I took part in an educational and enjoyable discussion about the future of compliance earlier in the year and I remember that one of the speakers said that it was difficult to construct efficient compliance systems when no one knows where the goal posts are. I think the situation is actually slightly worse than that, because the sixth anti-money laundering directive, (6AMLD) is expanding and homogenising the list of “predicate offences” across the EU without helping anyone to figure out how to prevent (or even detect) the flows of funds. 

Whether we can see the goals or not we clearly not winning at the moment since, as I pointed out in Forbes recently, the colossal expenditures on compliance do not seem to have resulted either in an increase in the amount of criminal funds uncovered. The Economist say that the numbers tell of a war “being lost”, referring to a report from  John Cusack, an ex-chair of the Wolfsberg Group, an association of banks that helps develop AML standards. The report estimates some there was some six trillion dollars of financial crime perpetrated in 2018, almost 7% of global GDP, and while statistics on how much is intercepted by authorities are patchy, a decade-old estimate by the United Nations Office on Drugs and Crime put it at just 0.2% of the total. I’d be surprised if it is that high.

It isn’t only financial institutions being forced to shell out for 6AMLD, because it expands on the number of crimes that are categorised as money laundering. It attempts, in particular, to target the use of property transactions to facilitate money laundering and “aiding and abetting, inciting and attempting” now falls under the money laundering bracket and enforces the same criminal punishment as money laundering. 

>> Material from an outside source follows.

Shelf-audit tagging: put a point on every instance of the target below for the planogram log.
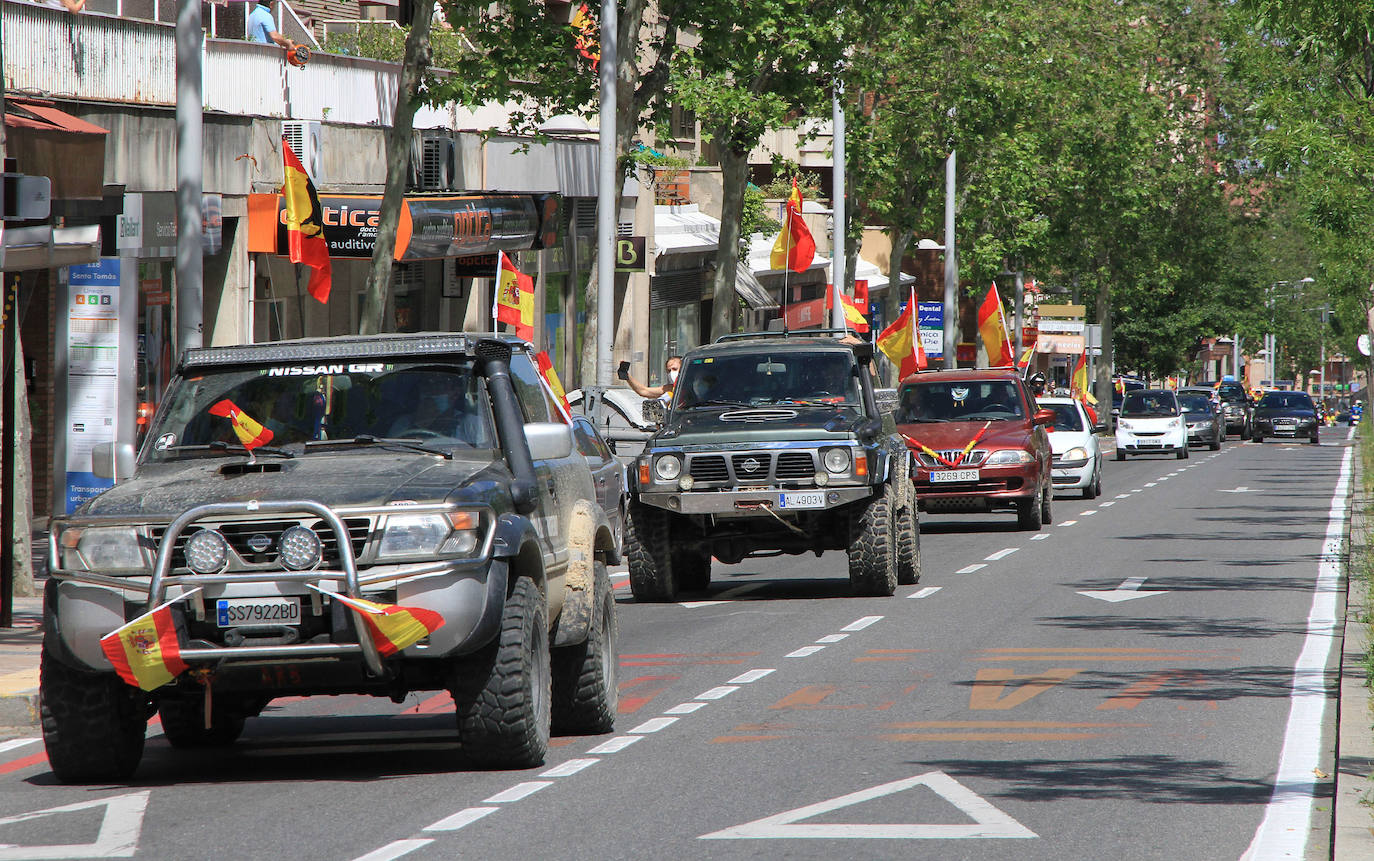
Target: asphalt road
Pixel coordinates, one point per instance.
(994, 710)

Is it really worth spending all of that money in order to recover so little (i.e. zero to all intents and purposes) when the money could be spent on developing new products and services to improve the overall financial health of the nation? I think not, which is why Anders’ comments caught my eye. Making the new technologies part of a digital transformation strategy that delivers more cost-effective compliance almost as a byproduct, rather than as a compliance function with no return on investment beyond reduced fines from regulators, has to be a better way forward.

Right now, I am hearing estimates are that British banks are trying to shed something like a quarter of their compliance staff and boost their IT spending to cover for them. Perhaps this is a real opportunity for change. UKplc as a jurisdiction should rethink compliance for competitive advantage. As part of a post-Brexit project to boost British invisibles, we should take jurisdictional competition seriously and create a compliance regime built on this new technology rather than an industrial age mishmash of shaky identification documentation and millions of false positive suspicious transaction reports.